Виктор кивнул на пакетик с бриллиантами.
— Это моя плата за то, чтобы вы вернулись.
— Я могу и так их забрать.
— Не можете. Вам придется избавиться от меня. Но вы… — Виктор посмотрел на плакат с бегущими спортсменами в далеком восемьдесят четвертом. — … вы еще не полностью утратили человеческое лицо. Я еще помню того чемпиона в раздевалке. И пусть он споткнулся, но он все еще может прийти к финишу первым.
По лицу Шарова пробежала неуловимая тень. Он что‑то серьезно обдумывал. Годы, проведенные в системе, не прошли мимо — он стал другим. Совсем другим, полностью. И внешне, и внутренне. Ему было искренне наплевать на вчерашнего заключенного, его дальнейшую судьбу, как было наплевать и на его погибшую возлюбленную. И все же…
Шаров перевел взгляд на фотографию календаря.
— Я ведь тогда тебе просто не поверил. Сам подумай. К мастеру спорта, который в то время даже на одной ноге мог опередить всех соперников, пришел какой‑то сопляк и начал нести сущий бред. Откровенно говоря, я взбесился. Ладно бы ты просто автограф попросил. И что получилось… Если бы я послушал тебя, если бы услышал, что ты говорил, возможно, сейчас не сидел бы за этим столом. — Он помолчал, опустил тяжелые веки, потом быстро взглянул на Виктора и сказал: — Я дам тебе еще один шанс. Возможно, другого не будет.

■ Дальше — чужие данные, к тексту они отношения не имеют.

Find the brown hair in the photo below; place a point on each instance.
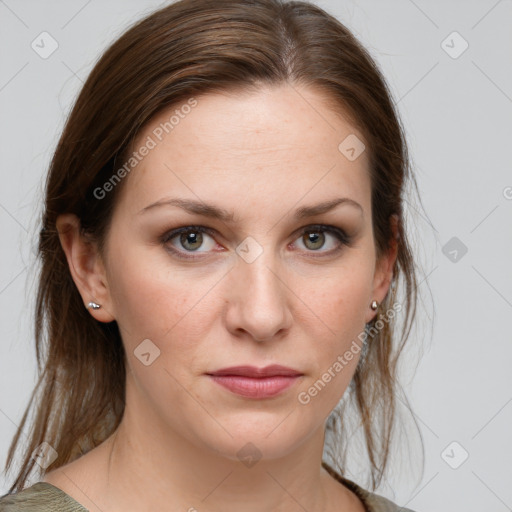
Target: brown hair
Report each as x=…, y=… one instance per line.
x=193, y=47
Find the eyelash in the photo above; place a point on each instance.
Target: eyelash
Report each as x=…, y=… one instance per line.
x=338, y=233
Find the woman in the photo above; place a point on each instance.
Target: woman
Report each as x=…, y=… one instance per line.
x=221, y=242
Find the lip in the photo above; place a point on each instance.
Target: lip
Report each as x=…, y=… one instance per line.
x=256, y=383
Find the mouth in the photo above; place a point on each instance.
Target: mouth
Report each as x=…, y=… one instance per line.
x=256, y=383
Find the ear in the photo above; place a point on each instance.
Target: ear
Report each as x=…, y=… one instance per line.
x=86, y=266
x=384, y=269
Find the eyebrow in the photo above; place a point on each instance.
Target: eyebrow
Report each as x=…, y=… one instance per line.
x=214, y=212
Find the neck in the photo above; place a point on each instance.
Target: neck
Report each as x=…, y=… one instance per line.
x=177, y=474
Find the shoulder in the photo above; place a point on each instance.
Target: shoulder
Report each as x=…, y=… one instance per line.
x=377, y=503
x=373, y=502
x=40, y=497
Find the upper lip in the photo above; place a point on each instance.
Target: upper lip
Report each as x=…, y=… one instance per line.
x=252, y=371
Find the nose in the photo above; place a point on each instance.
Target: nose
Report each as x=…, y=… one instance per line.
x=259, y=300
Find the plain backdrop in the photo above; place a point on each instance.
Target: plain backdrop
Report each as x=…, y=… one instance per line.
x=449, y=67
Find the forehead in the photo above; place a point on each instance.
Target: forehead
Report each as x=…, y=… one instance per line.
x=277, y=143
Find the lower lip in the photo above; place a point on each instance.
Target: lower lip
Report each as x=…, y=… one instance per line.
x=251, y=387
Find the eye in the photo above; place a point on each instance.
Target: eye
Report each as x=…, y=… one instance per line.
x=316, y=237
x=183, y=242
x=189, y=239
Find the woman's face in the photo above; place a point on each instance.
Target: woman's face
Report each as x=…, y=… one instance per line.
x=251, y=289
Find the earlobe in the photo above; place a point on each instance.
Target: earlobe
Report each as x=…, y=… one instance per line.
x=85, y=266
x=384, y=269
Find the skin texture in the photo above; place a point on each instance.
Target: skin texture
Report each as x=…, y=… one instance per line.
x=299, y=304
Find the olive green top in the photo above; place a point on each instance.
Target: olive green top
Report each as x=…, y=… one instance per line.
x=44, y=497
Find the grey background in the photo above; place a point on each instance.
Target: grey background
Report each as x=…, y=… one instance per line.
x=458, y=117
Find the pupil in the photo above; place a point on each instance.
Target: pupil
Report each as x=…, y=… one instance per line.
x=191, y=238
x=314, y=238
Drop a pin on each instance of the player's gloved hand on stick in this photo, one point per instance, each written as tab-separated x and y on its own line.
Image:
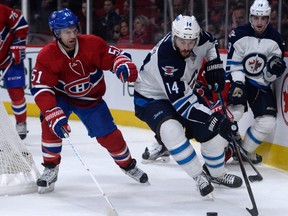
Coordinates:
125	69
276	66
223	126
57	121
237	93
17	50
215	75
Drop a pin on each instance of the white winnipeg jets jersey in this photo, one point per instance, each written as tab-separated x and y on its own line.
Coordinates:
166	75
248	55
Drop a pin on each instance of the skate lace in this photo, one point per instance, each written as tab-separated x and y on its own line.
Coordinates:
49	174
137	173
252	156
154	148
226	178
201	181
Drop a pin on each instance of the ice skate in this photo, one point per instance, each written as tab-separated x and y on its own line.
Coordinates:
253	157
156	153
203	183
228	180
134	172
46	182
21	129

За окном прогромыхал грузовик и приземистый опорный пункт как‑то разом встряхнуло.
— Ты кому‑нибудь, хоть своему коту, хоть черту лысому говорил, что пойдешь к колодцу?
Виктор задумался.
Может быть, он, будучи в подпитии, что‑нибудь обронил на квартире у Шкета? Вроде бы нет. Где еще он был? Тете Оле… да, сказал, что будет дома, и чтобы она не стеснялась обращаться, пока он не устроился на работу… но, чтобы про колодец… Да и тетя Оля… она же не может быть маньяком. Это исключено.
— Нет, — твердо сказал он. — Никому.
— Ты уверен?
Виктор уже ни в чем не был уверен. Кто мог быть в курсе? Он вдруг вспомнил, как оглядывал двор из окна квартиры Шкета, как выходил из дома несколько раз и ощущал на себе пристальные взгляды, шел к дому Лены и испытывал то же самое неприятное чувство слежки. Почему‑то при разговоре с Шаровым у него возникло ощущение, что это именно участковый следил за ним.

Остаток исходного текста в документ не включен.